Gabrielle gritted her teeth, stifling a half groan, half cough in the back of her stinging throat. What had Elizabeth done, sending her here? Didn't the woman know what kind of land, what kind of people, she was sending her faithful lady to live among? What kind of heathens? Oh, of course Elizabeth knew. Twice while Gabrielle was in her service she remembered the Queen traveling to the Borders in unsuccessful attempts to tame them.

The clang of metal hitting metal startled Gabrielle out of her disturbing thoughts. She tried to gasp, but couldn't. Perhaps it was the tightness of the trews, the raid, the fever, the realization of exactly how much her life had changed... Whatever the cause, she suddenly found she could not pull even the smallest of breaths into her lungs.

Her empty hands closed into white-knuckled fists at her sides, her nails creasing painfully into tender palms.

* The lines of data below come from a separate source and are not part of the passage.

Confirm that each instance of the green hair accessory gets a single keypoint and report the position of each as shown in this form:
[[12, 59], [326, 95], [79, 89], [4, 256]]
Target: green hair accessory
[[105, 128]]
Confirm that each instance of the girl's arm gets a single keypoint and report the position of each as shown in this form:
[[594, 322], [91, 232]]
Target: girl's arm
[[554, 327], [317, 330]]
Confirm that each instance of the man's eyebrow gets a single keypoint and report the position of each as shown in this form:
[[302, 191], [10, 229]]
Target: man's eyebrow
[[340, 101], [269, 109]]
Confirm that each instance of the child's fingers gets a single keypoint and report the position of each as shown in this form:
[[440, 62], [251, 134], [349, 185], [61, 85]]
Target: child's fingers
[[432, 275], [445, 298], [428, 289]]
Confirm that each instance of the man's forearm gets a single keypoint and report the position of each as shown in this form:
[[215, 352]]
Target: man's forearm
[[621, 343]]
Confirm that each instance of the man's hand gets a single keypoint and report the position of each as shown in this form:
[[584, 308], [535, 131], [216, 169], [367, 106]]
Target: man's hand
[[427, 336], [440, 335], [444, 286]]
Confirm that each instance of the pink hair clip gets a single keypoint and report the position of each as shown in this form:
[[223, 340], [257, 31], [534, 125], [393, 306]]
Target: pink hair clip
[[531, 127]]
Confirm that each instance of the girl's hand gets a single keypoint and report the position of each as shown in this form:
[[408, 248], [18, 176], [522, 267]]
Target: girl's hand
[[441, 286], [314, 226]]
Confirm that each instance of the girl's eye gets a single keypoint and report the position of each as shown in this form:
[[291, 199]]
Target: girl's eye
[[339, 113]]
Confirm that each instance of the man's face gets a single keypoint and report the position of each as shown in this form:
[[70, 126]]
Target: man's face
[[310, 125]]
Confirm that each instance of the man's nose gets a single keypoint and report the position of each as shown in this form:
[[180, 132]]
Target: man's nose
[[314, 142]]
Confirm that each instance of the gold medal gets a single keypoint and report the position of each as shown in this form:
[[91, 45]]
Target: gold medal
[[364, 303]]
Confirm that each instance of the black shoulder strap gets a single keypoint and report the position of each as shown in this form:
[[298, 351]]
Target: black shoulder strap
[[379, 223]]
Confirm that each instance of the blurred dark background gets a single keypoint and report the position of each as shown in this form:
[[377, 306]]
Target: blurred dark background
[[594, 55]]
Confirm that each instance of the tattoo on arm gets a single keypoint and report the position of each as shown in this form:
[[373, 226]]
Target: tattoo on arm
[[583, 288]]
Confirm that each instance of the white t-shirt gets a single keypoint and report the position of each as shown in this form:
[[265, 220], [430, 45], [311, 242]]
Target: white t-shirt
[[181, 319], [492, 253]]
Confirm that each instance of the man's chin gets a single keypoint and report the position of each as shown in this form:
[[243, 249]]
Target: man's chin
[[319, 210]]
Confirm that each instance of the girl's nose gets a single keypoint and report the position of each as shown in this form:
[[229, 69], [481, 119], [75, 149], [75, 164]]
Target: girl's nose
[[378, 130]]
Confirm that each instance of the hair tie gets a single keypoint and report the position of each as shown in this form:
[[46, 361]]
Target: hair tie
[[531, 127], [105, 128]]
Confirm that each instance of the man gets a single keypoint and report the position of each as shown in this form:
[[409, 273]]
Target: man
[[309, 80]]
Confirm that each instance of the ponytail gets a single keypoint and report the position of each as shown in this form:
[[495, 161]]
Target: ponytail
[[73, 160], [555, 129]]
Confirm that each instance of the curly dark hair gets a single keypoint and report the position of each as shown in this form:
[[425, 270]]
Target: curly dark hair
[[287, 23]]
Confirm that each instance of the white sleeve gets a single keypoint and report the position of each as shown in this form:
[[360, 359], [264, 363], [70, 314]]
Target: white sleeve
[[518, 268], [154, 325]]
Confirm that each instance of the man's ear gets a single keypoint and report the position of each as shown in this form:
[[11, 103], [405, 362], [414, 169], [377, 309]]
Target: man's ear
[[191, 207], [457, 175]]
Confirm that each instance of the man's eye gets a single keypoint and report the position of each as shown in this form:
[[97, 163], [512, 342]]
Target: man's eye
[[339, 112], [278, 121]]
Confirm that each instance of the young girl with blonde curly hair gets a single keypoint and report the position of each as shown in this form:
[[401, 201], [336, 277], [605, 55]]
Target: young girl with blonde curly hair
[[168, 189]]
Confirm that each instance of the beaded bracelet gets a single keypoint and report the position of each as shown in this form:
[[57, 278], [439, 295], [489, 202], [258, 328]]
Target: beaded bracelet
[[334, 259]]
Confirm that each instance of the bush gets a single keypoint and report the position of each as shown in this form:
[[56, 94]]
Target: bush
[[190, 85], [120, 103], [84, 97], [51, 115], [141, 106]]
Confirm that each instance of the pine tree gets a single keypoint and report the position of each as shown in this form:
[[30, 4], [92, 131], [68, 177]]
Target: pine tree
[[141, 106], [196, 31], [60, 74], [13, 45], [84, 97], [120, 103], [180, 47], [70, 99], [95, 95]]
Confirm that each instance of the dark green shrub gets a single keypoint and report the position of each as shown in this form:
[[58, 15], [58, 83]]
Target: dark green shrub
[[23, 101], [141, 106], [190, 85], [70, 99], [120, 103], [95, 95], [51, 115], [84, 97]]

If she couldn't make herself force in a breath soon, she was going to faint. The last time she'd fainted, she landed smack in The Black Douglas's arms.

Gabrielle closed her eyes and sent up a silent prayer. Thinking of Connor now was the last thing she needed to quell her panic... she realized too late. His harshly carved features, inky black hair, and piercing gray eyes stabbed through her memory. The world around her seemed to recede and tilt in the background. The earth beneath her was solid, she knew, yet it felt like the planks of a ship, pitching and swaying sickeningly beneath her feet.

"Och! I dinny ken a lad's lanky body could hold so much blood!"

"Aye," Ella whispered in agreement, "yet still he fights. Methinks Gilby will end him by skewering him through the belly. What thinks ye?"

"The throat," Mairghread said with grisly enthusiasm. "Gilby will give the lad a second grin and send him to hell. It be maun quicker, albeit a good deal messier."